The lion growled at her.
“Back,” she told him.
He retreated one step.
“Rider Raia, I must insist.” The guard clamped his hand on her arm. “He isn’t shackled.” She had taken to leaving the lion unchained within the cage—he was secure enough within it, and his muscles needed to be able to stretch after all the racing. Plus, she hated seeing him piled underneath all the iron.
The lion growled deep in his throat.
Raia glared at the guard. He was a new one. He must have missed Trainer Verlas’s “don’t mess with my rider” lecture, which she gave to all the guards sent from the palace. “It’s all right.”

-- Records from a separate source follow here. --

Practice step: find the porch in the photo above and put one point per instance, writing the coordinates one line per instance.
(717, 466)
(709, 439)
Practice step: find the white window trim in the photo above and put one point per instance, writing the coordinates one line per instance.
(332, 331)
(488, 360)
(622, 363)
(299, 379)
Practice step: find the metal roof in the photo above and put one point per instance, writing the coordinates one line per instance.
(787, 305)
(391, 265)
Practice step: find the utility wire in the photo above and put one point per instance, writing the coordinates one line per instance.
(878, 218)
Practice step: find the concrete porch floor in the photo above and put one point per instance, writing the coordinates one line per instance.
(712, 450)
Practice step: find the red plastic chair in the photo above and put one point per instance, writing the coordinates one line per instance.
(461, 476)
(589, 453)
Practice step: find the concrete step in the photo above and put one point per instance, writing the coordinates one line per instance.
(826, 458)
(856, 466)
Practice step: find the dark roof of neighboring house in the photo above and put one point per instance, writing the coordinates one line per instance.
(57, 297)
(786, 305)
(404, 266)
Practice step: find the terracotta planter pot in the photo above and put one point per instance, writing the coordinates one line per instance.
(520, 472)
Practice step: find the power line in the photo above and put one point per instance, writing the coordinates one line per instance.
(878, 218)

He was sweating. “You can’t risk—”
As she opened her mouth to tell him to let go of her arm, the lion launched himself against the half-open cage door. She was knocked flat on her back, and her kehok landed directly on top of the guard.
The guard screamed.
“No! Stop!” Raia shouted.
But the lion didn’t move. He stayed on top of the guard, pinning him with his massive paws. She heard a commotion around her as other guards, trainers, and riders came running. One of them struck at her lion with a spiked whip, and her kehok snapped his jaws fast and hard toward the trainer.

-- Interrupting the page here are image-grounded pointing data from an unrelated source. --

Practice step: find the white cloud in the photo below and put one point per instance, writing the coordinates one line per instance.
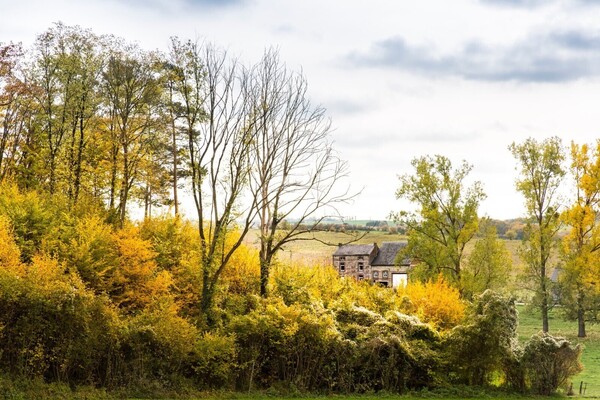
(453, 93)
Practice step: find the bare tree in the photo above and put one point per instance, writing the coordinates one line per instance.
(296, 172)
(219, 142)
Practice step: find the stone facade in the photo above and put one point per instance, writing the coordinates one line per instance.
(371, 262)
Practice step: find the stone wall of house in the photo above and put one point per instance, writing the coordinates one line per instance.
(357, 267)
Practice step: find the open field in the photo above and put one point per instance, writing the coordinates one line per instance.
(531, 323)
(319, 251)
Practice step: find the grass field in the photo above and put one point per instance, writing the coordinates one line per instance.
(531, 323)
(318, 252)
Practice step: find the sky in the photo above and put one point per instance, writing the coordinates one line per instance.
(400, 79)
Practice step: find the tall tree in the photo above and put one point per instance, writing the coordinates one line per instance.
(541, 173)
(15, 108)
(446, 218)
(218, 149)
(580, 246)
(184, 81)
(132, 92)
(296, 172)
(489, 263)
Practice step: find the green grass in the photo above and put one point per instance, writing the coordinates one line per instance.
(530, 323)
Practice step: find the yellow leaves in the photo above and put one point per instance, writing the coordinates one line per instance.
(136, 282)
(242, 274)
(10, 255)
(435, 302)
(583, 238)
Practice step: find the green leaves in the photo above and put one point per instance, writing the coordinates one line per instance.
(446, 218)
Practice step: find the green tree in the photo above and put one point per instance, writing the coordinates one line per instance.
(446, 218)
(541, 173)
(132, 92)
(488, 265)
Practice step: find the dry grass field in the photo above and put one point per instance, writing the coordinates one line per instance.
(319, 251)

Raia shouted with every bit of strength she had. “Into the cage!”
Growling and resisting, the lion retreated paw by paw.
Another guard tried to strike her kehok, but Raia jumped toward the guard and knocked his club to the side. With her focus broken, the lion surged forward, knocking the same guard—the one who had grabbed Raia—back down again.
Then Trainer Verlas was there. “Back into the cage!”
Together, Trainer Verlas and Raia focused their will on the lion. He made a whimpering kind of sound, eyed the prone guard, and then walked back into the cage calmly, as if he hadn’t attacked.
Rushing forward, Raia slammed the cage door shut and latched it.
“What happened?” Trainer Verlas demanded. She glared at all the onlookers who had gathered. “Show’s over,” she barked at them. “Go back to your tents.”
They scattered like gazelle.
“I don’t know,” Raia said. “He—” She turned to point at the guard, but during all the chaos, he’d slipped away and run. She had a terrible thought. A terrible, wonderful thought.
Turning back to the cage, she unlatched it again.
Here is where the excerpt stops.